Now, baptizing the children of unmarried couples is nothing new for the Catholic church, which I’m sure all of our Catholic readers can attest to. As a former Catholic, I’ve attended plenty of my friend’s id’s baptisms, and many of them are or were unmarried. So this would be par for the course in a regular, neighborhood parish. But for the head of the Roman Catholic Church to not only baptize what the church considers and “illegitimate child,” but to openly condemn priests who won’t, is kind of a big deal.

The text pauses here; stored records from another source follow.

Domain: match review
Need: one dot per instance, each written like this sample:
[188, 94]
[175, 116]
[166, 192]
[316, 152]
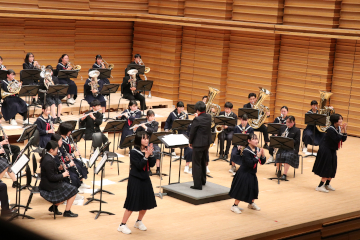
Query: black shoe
[70, 214]
[57, 212]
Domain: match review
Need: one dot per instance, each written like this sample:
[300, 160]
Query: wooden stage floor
[289, 204]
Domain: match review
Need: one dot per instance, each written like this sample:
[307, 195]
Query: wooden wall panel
[305, 67]
[160, 49]
[167, 7]
[265, 11]
[350, 14]
[204, 60]
[213, 9]
[313, 13]
[253, 63]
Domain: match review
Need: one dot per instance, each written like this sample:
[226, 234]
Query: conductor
[200, 140]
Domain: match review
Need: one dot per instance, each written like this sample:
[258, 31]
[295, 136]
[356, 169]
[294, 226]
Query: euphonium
[256, 123]
[323, 109]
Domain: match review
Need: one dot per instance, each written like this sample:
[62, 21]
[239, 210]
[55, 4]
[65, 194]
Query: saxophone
[323, 109]
[263, 110]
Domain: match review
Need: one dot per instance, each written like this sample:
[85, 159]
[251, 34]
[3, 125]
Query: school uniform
[325, 164]
[140, 193]
[245, 186]
[235, 153]
[126, 130]
[12, 104]
[72, 86]
[226, 134]
[51, 187]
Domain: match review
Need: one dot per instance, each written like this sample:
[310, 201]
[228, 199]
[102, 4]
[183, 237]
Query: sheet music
[94, 157]
[16, 168]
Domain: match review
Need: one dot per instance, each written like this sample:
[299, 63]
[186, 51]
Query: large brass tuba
[323, 109]
[256, 123]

This isn’t the first time that Pope Francis has encouraged priests to baptise babies with unmarried parents, but it’s certainly the most obvious. According to the Vatican Network:

“You parents have the baby boy or girl to be baptised, but in a few years it will be they who will have a baby to be baptised, or a grandchild… And so goes the chain of faith.
‘What does this mean? I would just tell you this: you are the ones that transmit the faith, the transmitters, you have a duty to pass on the faith to these children. It ‘s the most beautiful legacy that you leave to them: the faith.”

 

As I’ve mentioned a few times before, I’m an atheist, but I was raised in the Catholic faith. So, personally, the idea of it being someone’s “duty” to pass on the faith isn’t something I am completely comfortable with. But I think the spirit of the idea is absolutely correct. If the church wants parents to pass down the faith, they must be inclusive to these parent.s And yes, that needs to include unmarried parents, and hopefully gay parent, and others who fall outside of the very narrow spectrum of what’s considered acceptable in the church. In an era where less and less people are willing to take religious vows and church numbers are incredibly low they need all the parishioners they can get.